A deux pas de l’autoproclamée « plus belle avenue du monde », un lieu résiste au m’as-tu-vu environnant. Véritable centre culturel cinématographique, Le Balzac est un cinéma d’art et d’essai indépendant créé en 1935. Outre une programmation de films contemporains triés sur le volet, Jean-Jacques Schpoliansky propose également des manifestations originales, comme la Pochette Surprise du dimanche matin, L’Enfance de l’art pour le jeune public, les cinés-concerts… mais aussi des ballets, opéras, concerts et opérettes.

Le 8 décembre, dans sa grande salle ronde au style plus ou moins art déco, Le Balzac
projette Body and Soul du réalisateur afro-américain Oscar Micheaux, accompagné du Caratini Jazz Ensemble. Ce ciné-concert est l’occasion de lancer le disque éponyme, enregistré en 2013 au Paris Floral de Paris et sorti en octobre 2014. C’est Sébastian Danchin – spécialiste du blues et directeur artistique du Paris Jazz Festival, entre autres – qui a proposé à PatriceCaratini – cinéphile averti et chef d’orchestre émérite, entre autres – de composer une bande musicale pour Body and Soul.
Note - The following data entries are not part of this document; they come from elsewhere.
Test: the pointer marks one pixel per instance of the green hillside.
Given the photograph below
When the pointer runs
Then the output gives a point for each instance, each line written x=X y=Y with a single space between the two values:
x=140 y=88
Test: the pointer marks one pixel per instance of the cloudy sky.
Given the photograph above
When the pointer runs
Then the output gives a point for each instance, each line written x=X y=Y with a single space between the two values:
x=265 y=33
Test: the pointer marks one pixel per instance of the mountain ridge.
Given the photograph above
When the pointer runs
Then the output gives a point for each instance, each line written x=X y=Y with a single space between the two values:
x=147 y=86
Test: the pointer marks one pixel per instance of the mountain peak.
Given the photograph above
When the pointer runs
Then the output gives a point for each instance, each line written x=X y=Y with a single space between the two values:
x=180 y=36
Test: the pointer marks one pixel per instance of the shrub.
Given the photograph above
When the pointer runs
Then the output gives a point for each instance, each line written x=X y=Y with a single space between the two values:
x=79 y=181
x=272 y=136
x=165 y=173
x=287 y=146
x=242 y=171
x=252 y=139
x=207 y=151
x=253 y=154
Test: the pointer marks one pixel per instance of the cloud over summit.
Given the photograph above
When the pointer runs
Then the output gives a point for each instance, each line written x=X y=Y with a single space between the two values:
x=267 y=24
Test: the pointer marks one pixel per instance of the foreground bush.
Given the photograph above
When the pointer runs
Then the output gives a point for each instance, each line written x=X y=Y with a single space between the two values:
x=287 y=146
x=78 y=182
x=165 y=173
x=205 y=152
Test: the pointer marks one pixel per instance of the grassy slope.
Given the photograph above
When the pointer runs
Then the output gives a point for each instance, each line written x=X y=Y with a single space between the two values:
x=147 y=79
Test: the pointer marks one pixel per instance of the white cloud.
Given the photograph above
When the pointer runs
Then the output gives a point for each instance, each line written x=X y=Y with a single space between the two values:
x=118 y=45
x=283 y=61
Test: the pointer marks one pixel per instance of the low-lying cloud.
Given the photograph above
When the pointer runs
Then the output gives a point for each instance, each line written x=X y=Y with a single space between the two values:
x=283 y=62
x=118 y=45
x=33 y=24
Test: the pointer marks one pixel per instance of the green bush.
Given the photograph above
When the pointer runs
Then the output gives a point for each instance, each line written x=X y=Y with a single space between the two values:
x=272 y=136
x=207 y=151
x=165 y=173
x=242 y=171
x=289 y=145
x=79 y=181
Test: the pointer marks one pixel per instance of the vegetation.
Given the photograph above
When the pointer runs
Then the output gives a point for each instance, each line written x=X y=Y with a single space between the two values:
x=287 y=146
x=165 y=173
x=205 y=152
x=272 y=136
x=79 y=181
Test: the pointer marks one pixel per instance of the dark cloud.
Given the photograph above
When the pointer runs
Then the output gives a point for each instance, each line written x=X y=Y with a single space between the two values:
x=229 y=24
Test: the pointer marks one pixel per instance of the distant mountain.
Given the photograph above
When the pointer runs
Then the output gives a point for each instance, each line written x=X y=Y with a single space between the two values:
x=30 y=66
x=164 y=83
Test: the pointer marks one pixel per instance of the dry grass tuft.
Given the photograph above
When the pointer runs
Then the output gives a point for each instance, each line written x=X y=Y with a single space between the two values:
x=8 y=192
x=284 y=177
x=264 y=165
Voilà près de dix-sept ans que Caratini a formé le Jazz Ensemble, après avoir animé le Onztet pendant près de vingt ans. L’orchestre a d’abord exploré la musique de Louis Armstrong (Darling Nellie Gray en 2001), puis les chansons de Cole Porter (Anything Goes, en 2002, avec Sara Lazarus),  avant de parcourir son propre répertoire (From The Ground en 2005) et bifurquer vers la chanson française (De l’amour et du réel en 2008, avec Hildegarde Wanzlawe) et les caraïbes (Latinidades en 2009 et,  avec le trio du pianiste Alain Jean-Marie, Chofé Biguine la en 2011). Avec ses dix-sept musiciens, la plupart compagnons au long court, Caratini s’attaque au ciné-concert. Aux dix-huit morceaux composés par Caratini, s’ajoute l’incontournable « Body and Soul ». Ce thème, le plus joué de tous les standards de jazz, a été mis en parole par Edward Heyman, Robert Sour et Frank Eyton pour la chanteuse et actrice anglaise Gertrude Lawrence et introduit la même année aux Etats-Unis par la sulfureuse Libby Holman dans sa revue Three’s A Crowd.
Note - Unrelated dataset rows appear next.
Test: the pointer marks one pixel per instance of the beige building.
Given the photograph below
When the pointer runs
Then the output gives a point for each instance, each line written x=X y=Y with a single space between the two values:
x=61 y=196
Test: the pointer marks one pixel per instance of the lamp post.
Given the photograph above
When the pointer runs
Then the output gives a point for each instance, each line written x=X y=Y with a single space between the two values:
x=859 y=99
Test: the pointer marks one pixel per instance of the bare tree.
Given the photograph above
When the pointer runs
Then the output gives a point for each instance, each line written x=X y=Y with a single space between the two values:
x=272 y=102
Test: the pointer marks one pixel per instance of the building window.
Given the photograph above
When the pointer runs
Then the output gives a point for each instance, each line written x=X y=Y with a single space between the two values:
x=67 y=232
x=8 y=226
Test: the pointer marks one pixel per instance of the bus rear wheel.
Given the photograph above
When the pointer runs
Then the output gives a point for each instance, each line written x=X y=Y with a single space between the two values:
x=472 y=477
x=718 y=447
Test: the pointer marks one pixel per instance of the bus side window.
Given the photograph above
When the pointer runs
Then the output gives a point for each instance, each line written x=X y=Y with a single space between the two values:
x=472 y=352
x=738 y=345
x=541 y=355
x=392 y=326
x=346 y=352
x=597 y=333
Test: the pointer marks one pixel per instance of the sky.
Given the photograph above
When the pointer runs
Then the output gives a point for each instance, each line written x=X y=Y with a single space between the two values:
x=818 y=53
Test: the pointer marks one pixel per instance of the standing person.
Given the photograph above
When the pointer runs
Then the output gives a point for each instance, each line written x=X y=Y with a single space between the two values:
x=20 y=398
Pourtant, contrairement à la croyance, Body and Soul est un film avant d’être un standard.
En 1925, soit cinq ans avant le thème de Johnny Green, Micheaux sort un long métrage muet d’une heure quarante-deux minutes, avec les premiers rôles (il joue deux personnages) d’une future icône du cinéma américain, Paul Robeson. L’intrigue est simple et efficace : un prisonnier alcoolique et violent se déguise en prédicateur et trompe tout un village pour s’enrichir, boire, ruiner ses ouailles, déchirer les familles et violer une fille. Le réalisme cru et la brutalité de Body and Soul lui ont valu de nombreuses censures et coupes. Une vue plongée sur les pieds de Jenkins quand il entre et sort de la salle de bain lors du viol d’Isabelle, un panoramique sur les gratte-ciels d’Atlanta, des séquences qui s’entrecoupent comme des contrepoints… : le montage et les images de Micheaux sont impressionnants ! Quant à Robeson, ce colosse élégant, il joue avec une justesse rare et sa présence phénoménale – le sermon est une scène d’anthologie – porte Body and Soul de la première à la dernière image. Body and Soul rappelle un peu La nuit du chasseur de Charles Laughton (1955), avec Robert Mitchum, et tiré du roman de Davis Grubb (1953).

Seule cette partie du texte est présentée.